In [None]:
import os
import sys

import numpy as np
import pandas as pd
import seaborn as sns
import matplotlib.pyplot as plt

In [None]:
!python3 -m pip install pyreadstat

In [None]:
!python3 -m pip install xlrd

In [None]:
text_to_val_df = pd.read_excel("../../data/Variablenwerte.xls", names=["Name", "Value", "Text"], header=1)
# Fill all names
for i in range(len(text_to_val_df)):
    if pd.isna(text_to_val_df.loc[i, "Name"]):
        text_to_val_df.loc[i, "Name"] = text_to_val_df.loc[i - 1, "Name"]
# make values ints
for i in range(len(text_to_val_df)):
    val = text_to_val_df.loc[i, "Value"]
    if val == ",00":
        val = 0
    elif val == "1,00":
        val = 1
    else:
        val = str(val).split(",")[0].replace(",", "")
        if val == "":
            print(i)
            val = -1
        else:
            val = int(val)
    text_to_val_df.loc[i, "Value"] = val
text_to_val_df

In [None]:
df = pd.read_spss("../../data/f20.0251z_290620.sav")
# replace strings by values using Variablenwerte.xls
replace_dict = {name: {row["Text"]: row["Value"] for _, row in text_to_val_df[text_to_val_df["Name"] == name].iterrows()} for name in text_to_val_df["Name"].unique()}
df = df.replace(replace_dict)
# replace empty rows by NaN
df = df.replace({"": np.nan, " ": np.nan})
# remove "offen" fields
df = df[[col for col in df if "offen" not in col]]
df

# Preprocessing functions

In [None]:
sys.path.insert(0, '..') 

import constants

## Replace "don't know"

In [None]:
def dontknow_to_mean(df, columns):
    for c in columns:
        print(c, sum(df[c] == max(df[c])))
        df[c] = df[c].replace({max(df[c]) : round(df[c].mean())})
        print()
    return df

In [None]:
def dontknow_to_lowest(df, columns):
    for c in columns:
        print(c, sum(df[c] == max(df[c])))
        df[c] = df[c].replace({max(df[c]) : min(df[c])})
        print()
    return df

In [None]:
df = dontknow_to_mean(df, constants.ordinal_questions)

In [None]:
df = dontknow_to_lowest(df, constants.preconditions_when)

In [None]:
for c in constants.preconditions_when:
    df[c].hist()

## Replace numeric placeholders in interval-scale questions (99, 999, etc.)

In [None]:
def replace_nan_placeholder(df, text_to_val_df, columns):
    # replace 99, 999 etc. by np.nan
    for c in columns:
        nan_placeholder = text_to_val_df.loc[text_to_val_df['Name'] == c, 'Value'].to_list()[0]
        if c in df.columns:
            df[c] = df[c].replace(nan_placeholder, np.nan)
    return df

df = replace_nan_placeholder(df, text_to_val_df, constants.interval_questions)
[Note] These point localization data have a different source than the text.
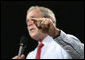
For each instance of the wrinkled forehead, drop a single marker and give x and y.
(35, 13)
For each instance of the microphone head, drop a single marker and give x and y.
(23, 41)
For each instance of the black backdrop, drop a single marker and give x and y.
(70, 19)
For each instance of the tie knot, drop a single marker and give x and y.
(41, 44)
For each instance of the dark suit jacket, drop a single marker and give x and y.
(71, 44)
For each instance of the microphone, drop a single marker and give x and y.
(23, 45)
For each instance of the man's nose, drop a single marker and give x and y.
(30, 22)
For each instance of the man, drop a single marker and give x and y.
(41, 24)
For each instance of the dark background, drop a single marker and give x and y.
(70, 16)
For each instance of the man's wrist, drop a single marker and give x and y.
(57, 33)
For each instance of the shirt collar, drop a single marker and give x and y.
(47, 40)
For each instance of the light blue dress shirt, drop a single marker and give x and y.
(50, 50)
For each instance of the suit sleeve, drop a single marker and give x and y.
(71, 44)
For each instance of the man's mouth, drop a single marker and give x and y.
(32, 29)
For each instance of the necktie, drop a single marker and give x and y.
(39, 50)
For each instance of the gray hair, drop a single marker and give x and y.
(45, 11)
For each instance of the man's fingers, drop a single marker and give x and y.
(19, 57)
(16, 57)
(37, 19)
(22, 56)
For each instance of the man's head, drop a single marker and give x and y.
(38, 12)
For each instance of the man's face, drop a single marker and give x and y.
(33, 30)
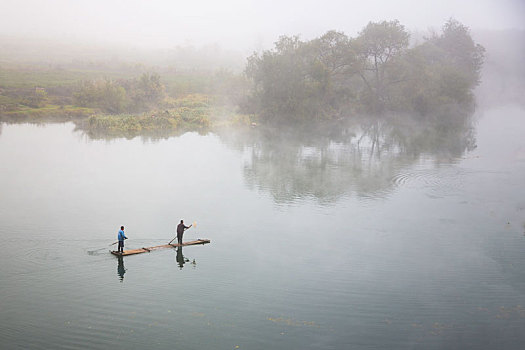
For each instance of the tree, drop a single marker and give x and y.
(378, 45)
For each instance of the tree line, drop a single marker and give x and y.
(335, 76)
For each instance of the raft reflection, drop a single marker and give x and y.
(121, 270)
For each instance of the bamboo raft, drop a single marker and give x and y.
(149, 249)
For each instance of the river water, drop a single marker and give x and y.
(371, 237)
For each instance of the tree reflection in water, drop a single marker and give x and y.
(360, 157)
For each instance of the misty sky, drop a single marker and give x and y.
(237, 23)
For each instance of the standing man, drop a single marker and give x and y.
(180, 231)
(121, 237)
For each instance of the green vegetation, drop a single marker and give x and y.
(335, 76)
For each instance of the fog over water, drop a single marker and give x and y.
(234, 24)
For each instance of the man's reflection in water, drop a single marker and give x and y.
(181, 260)
(121, 270)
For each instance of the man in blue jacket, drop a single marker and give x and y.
(121, 237)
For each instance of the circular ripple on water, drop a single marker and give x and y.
(439, 181)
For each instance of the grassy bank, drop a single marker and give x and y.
(194, 112)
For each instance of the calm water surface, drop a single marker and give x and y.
(349, 241)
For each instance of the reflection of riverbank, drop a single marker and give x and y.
(364, 157)
(121, 270)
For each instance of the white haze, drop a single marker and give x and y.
(235, 24)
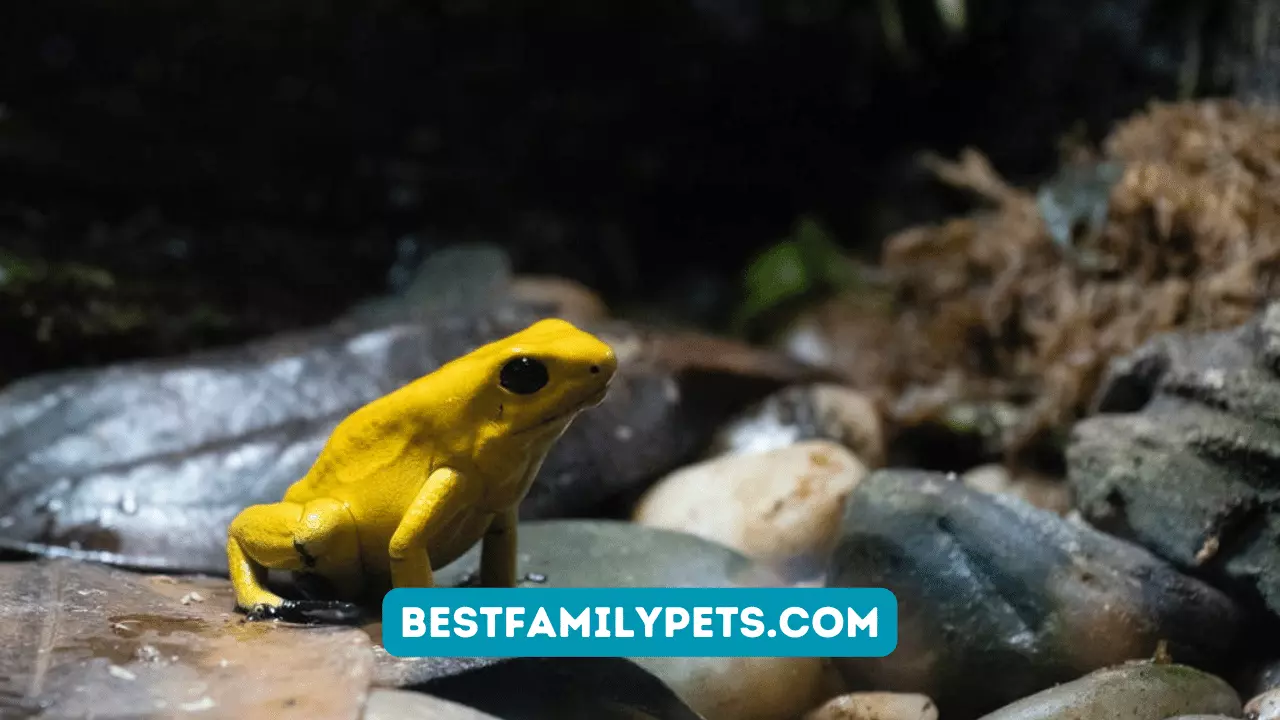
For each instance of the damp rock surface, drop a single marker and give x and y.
(805, 413)
(572, 688)
(1139, 691)
(85, 641)
(988, 582)
(876, 706)
(584, 554)
(1183, 454)
(781, 506)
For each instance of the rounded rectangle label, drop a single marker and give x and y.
(640, 621)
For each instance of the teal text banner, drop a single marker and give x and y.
(640, 621)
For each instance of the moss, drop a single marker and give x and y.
(996, 308)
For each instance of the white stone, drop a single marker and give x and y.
(782, 506)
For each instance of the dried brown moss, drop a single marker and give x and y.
(988, 308)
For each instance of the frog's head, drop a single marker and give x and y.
(533, 383)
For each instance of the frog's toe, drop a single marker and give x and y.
(307, 611)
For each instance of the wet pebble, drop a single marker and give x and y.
(1139, 691)
(991, 587)
(1180, 452)
(406, 705)
(1046, 493)
(571, 688)
(1265, 706)
(781, 506)
(743, 688)
(807, 411)
(584, 554)
(877, 706)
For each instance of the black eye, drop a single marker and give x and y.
(524, 376)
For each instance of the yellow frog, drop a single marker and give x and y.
(414, 479)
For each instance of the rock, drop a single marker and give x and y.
(743, 688)
(1182, 450)
(877, 706)
(562, 297)
(145, 464)
(1132, 692)
(1265, 706)
(988, 583)
(80, 639)
(406, 705)
(808, 411)
(609, 688)
(576, 554)
(1046, 493)
(781, 506)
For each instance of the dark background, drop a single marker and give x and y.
(176, 174)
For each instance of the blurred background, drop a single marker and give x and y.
(179, 176)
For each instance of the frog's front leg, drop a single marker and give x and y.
(498, 552)
(438, 501)
(315, 537)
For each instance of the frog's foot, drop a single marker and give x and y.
(307, 613)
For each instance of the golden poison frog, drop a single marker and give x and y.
(414, 479)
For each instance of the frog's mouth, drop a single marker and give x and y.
(590, 401)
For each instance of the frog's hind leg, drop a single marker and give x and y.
(315, 537)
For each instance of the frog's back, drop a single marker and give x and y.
(378, 452)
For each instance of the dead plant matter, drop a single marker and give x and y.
(999, 308)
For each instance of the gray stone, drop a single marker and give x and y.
(145, 464)
(999, 600)
(1183, 454)
(583, 554)
(1130, 692)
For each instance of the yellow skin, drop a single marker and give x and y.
(414, 479)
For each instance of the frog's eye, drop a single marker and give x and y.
(524, 376)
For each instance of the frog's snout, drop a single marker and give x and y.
(606, 367)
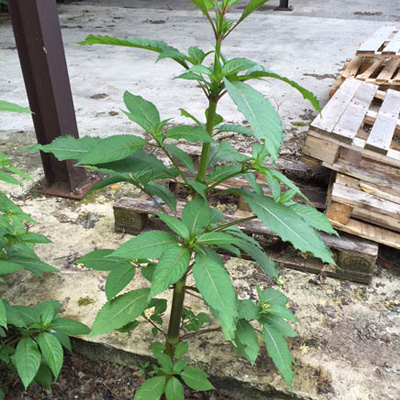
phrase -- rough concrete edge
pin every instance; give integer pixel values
(101, 351)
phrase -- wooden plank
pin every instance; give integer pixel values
(383, 221)
(370, 232)
(356, 257)
(332, 112)
(312, 148)
(374, 190)
(351, 68)
(393, 47)
(351, 120)
(382, 132)
(388, 71)
(354, 197)
(371, 70)
(375, 42)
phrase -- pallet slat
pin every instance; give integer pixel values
(355, 257)
(382, 132)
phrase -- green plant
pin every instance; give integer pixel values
(31, 338)
(188, 262)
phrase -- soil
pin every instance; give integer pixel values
(84, 379)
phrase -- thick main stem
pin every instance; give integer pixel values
(205, 151)
(178, 298)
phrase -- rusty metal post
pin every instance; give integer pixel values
(41, 52)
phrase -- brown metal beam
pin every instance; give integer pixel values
(41, 52)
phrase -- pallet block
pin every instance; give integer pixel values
(355, 257)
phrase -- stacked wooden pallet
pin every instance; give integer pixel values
(358, 136)
(377, 61)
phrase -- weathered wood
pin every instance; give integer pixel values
(336, 106)
(339, 212)
(383, 129)
(355, 250)
(370, 232)
(350, 122)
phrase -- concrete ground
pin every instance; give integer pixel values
(349, 344)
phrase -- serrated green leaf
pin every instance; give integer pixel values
(289, 226)
(314, 218)
(196, 55)
(261, 115)
(64, 339)
(120, 311)
(258, 255)
(279, 352)
(147, 245)
(190, 133)
(279, 324)
(69, 326)
(196, 379)
(159, 190)
(174, 389)
(3, 315)
(235, 128)
(6, 106)
(113, 148)
(175, 225)
(29, 315)
(259, 71)
(184, 158)
(196, 216)
(247, 309)
(67, 147)
(152, 389)
(27, 360)
(247, 337)
(181, 349)
(143, 112)
(44, 376)
(101, 260)
(227, 153)
(274, 186)
(7, 267)
(118, 279)
(215, 286)
(237, 65)
(281, 311)
(157, 46)
(172, 265)
(217, 238)
(52, 352)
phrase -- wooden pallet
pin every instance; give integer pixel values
(384, 72)
(383, 43)
(355, 257)
(358, 134)
(364, 209)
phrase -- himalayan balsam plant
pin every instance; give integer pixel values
(185, 258)
(31, 338)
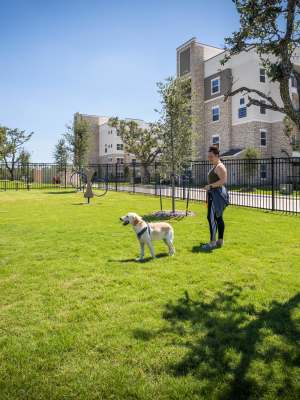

## Apply one-hot encoding where necessary

In [None]:
def one_hot(df, columns):
    for c in columns:
        if c not in df.columns:
            print(f"{c} not in columns")
            break
        dummies = pd.get_dummies(df[c])
        dummies.columns = [f"{c}_{int(val)}" for val in sorted(dummies.columns)]
        # also if nan, set last dummy to 1 (= "weiß nicht/ kA")
        if df[c].isna().sum() > 0:
            dummies.loc[df[c].isna(), dummies.columns[-1]] = 1
        df = df.drop(c, axis=1)
        df = pd.concat([df, dummies], axis=1)
    return df
    
for l in [constants.to_one_hot, constants.expect_change, constants.reduced_income, constants.age_kids, constants.not_always_applicable]:
    df = one_hot(df, l)

In [None]:
#df.select_dtypes(include=['category'])

In [None]:
import matplotlib.pyplot as plt
for c in constants.ordinal_questions:
    plt.figure()
    df[c].hist()
    plt.title(c)
    print(df[c].describe())



## Cast "category" variables to float

In [None]:
def convert_to_float(df, columns):
    for c in columns:
        df[c] = df[c].astype(float)
    return df

#df = convert_to_int(df, constants.to_float_variables)

df = convert_to_float(df, df.select_dtypes(include=['category']).columns)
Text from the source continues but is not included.